OSLO (Reuters) - U.S. scientists have figured out how icebergs break off Antarctica and Greenland, a finding that may help predict rising sea levels as the climate warms.

Science  |  Green Business

Writing in Friday's edition of the journal Science, they said icebergs formed fast when parent ice sheets spread out quickly over the sea.

"It won't help the Titanic, but a newly derived, simple law may help scientists improve their climate models" and predict ice sheet break-up, they said in a statement. The Titanic sank in 1912 after hitting an iceberg, killing 1,500 people.

Ice cracking off into the ocean from Antarctica and Greenland could be the main contributor to global sea level rises in the future. If all the ice in Greenland and Antarctica melted, seas would rise by more than 60 meters (196 ft).

The formation rate of icebergs was less linked to factors such as ice thickness, width of the ice flow, distance from land or waves, the scientists said.
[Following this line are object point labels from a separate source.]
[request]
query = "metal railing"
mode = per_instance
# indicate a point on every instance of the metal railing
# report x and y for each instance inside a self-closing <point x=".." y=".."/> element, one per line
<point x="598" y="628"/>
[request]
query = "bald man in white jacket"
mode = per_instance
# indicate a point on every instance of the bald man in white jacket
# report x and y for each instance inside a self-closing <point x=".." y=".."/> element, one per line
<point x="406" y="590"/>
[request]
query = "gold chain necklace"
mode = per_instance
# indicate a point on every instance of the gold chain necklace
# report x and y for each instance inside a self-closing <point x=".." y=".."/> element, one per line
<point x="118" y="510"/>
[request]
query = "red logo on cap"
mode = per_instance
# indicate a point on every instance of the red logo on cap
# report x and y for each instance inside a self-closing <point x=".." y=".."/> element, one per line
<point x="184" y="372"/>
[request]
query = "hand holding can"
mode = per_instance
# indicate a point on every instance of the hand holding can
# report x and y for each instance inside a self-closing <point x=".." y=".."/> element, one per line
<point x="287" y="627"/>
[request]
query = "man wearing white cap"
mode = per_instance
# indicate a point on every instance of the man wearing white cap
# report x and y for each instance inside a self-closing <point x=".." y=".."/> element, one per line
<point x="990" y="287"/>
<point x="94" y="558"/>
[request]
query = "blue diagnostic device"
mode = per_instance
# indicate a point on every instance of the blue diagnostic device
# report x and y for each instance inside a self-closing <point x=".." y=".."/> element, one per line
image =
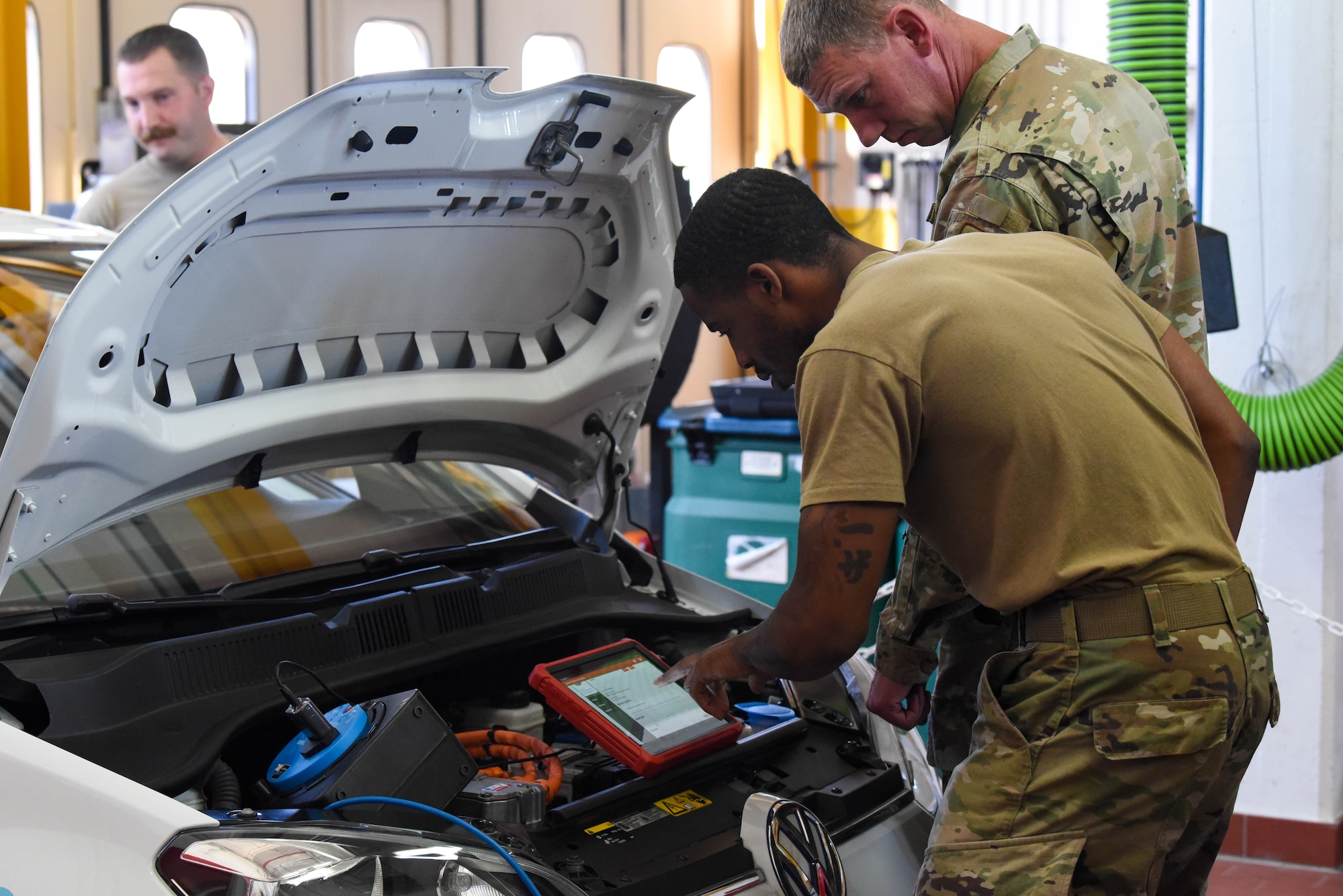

Ice sheets are giant frozen rivers, caused by snowfall, that slowly flow to the sea and then break up.

In Antarctica, the Ross Ice Shelf extends 500 miles over the ocean before the edges snap off and form icebergs. Many other ice sheets stretch just a mile or two.

Computer models that predict how ice sheets behave in warmer weather generally gloss over exactly how icebergs break off because researchers have failed to understand the mechanism, known as calving.

"For iceberg calving, the important variable -- the one that accounts for the largest portion of when the iceberg breaks -- is the rate at which ice shelves spread," the study said.

A fast spread means cracks form throughout the shelf and make it crack up. A slower spread means that deep cracks do not form as fast and the ice sticks together.

"The problem of when things break is a really hard problem because there is so much variability," lead author Richard Alley, of Pennsylvania State University, said.

"Anyone who has dropped a coffee cup knows this. Sometimes the coffee cup breaks and sometimes it bounces," he said of the problems of understanding cracking.

The U.N. Climate Panel predicts seas will rise by 18 to 59 cm (7-23 inches) this century because of warming stoked by human use of fossil fuels.